Bush's fiscal plan less bad than Kerry's

Bush detractors bash Bush for what he's done to the deficit. I agree.

Bush detractors say that's reason to vote for Kerry. I disagree. For three reasons:

  1. The deficit going forward. Under Kerry's plan, the deficit would grow even faster than under Bush's plan. (I base this analysis on Global Insight, Inc.'s modeling of the impacts of each candidate's fiscal proposals.) Here are the data:

    • 2009 deficit under Bush plan: $375 billion (bad)
    • 2009 deficit under Kerry plan: $447 billion (worse)

    • 2014 deficit under Bush plan: $532 billion (bad)
    • 2014 deficit under Kerry plan: $644 billion (worse)

    (Pay no attention to either candidate's pledge to cut the deficit in half in five years.)
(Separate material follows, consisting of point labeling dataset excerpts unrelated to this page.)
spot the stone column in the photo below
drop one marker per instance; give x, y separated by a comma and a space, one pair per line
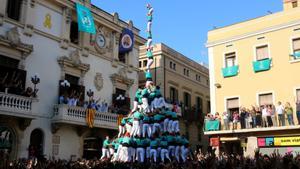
2, 10
28, 14
66, 23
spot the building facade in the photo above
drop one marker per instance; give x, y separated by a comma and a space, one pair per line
41, 36
253, 63
183, 81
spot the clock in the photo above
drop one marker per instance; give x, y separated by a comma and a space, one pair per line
100, 40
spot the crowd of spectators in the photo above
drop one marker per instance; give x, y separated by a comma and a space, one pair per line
258, 116
197, 160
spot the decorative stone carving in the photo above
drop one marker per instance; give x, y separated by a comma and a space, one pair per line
121, 77
13, 36
73, 61
105, 35
98, 81
116, 18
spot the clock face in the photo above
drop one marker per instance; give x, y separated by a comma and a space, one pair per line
100, 40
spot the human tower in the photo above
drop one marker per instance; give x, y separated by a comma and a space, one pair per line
151, 130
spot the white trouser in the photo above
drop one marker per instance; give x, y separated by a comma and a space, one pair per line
166, 122
135, 128
164, 153
175, 126
145, 105
184, 153
111, 151
105, 153
177, 153
170, 126
128, 128
148, 152
121, 131
160, 103
135, 106
125, 155
149, 63
149, 43
149, 24
171, 150
153, 154
140, 154
146, 130
156, 126
117, 157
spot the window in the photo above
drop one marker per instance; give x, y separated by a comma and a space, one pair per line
295, 4
199, 105
173, 94
72, 79
74, 33
208, 106
230, 59
144, 63
198, 77
187, 100
262, 52
298, 94
122, 57
296, 48
265, 99
8, 62
232, 105
13, 9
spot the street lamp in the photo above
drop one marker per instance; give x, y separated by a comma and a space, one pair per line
35, 80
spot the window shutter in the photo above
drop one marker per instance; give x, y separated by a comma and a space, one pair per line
262, 52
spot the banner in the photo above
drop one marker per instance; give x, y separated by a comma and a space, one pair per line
287, 141
126, 41
278, 141
214, 142
85, 19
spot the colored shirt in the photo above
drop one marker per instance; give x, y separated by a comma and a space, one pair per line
289, 110
149, 54
158, 117
138, 115
106, 143
146, 119
153, 143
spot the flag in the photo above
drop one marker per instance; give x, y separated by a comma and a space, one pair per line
85, 19
126, 41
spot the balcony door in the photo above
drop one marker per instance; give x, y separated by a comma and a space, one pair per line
36, 147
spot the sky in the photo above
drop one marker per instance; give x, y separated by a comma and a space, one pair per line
183, 24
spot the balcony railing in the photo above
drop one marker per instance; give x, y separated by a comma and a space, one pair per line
18, 106
77, 116
262, 65
230, 71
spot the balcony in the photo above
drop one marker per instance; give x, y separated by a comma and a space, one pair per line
17, 106
230, 71
74, 115
261, 65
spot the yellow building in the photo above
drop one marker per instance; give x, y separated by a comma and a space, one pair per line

  2. Tax cuts versus spending increases. The Kerry plan would increase the deficit primarily through increased spending (more than offsetting the increased taxes on high earners) while the Bush plan would increase the deficit primarily through lower taxes. Lower taxes are good; increased spending is bad.
  3. Drivers of growth. Any growth under the Kerry plan would be driven primarily by government spending. Bush growth would be driven largely by market-friendly policies (like extending the reductions in taxes on dividends and capital gains) which would ultimately boost both stock market values and capital spending, growing the economy. Bush's plan is better for the economy's long-term health.

So, while Bush has never met a spending increase he's willing to veto, and while he has presided over outrageous growth in domestic spending, he's still better on fiscal policy than his challenger.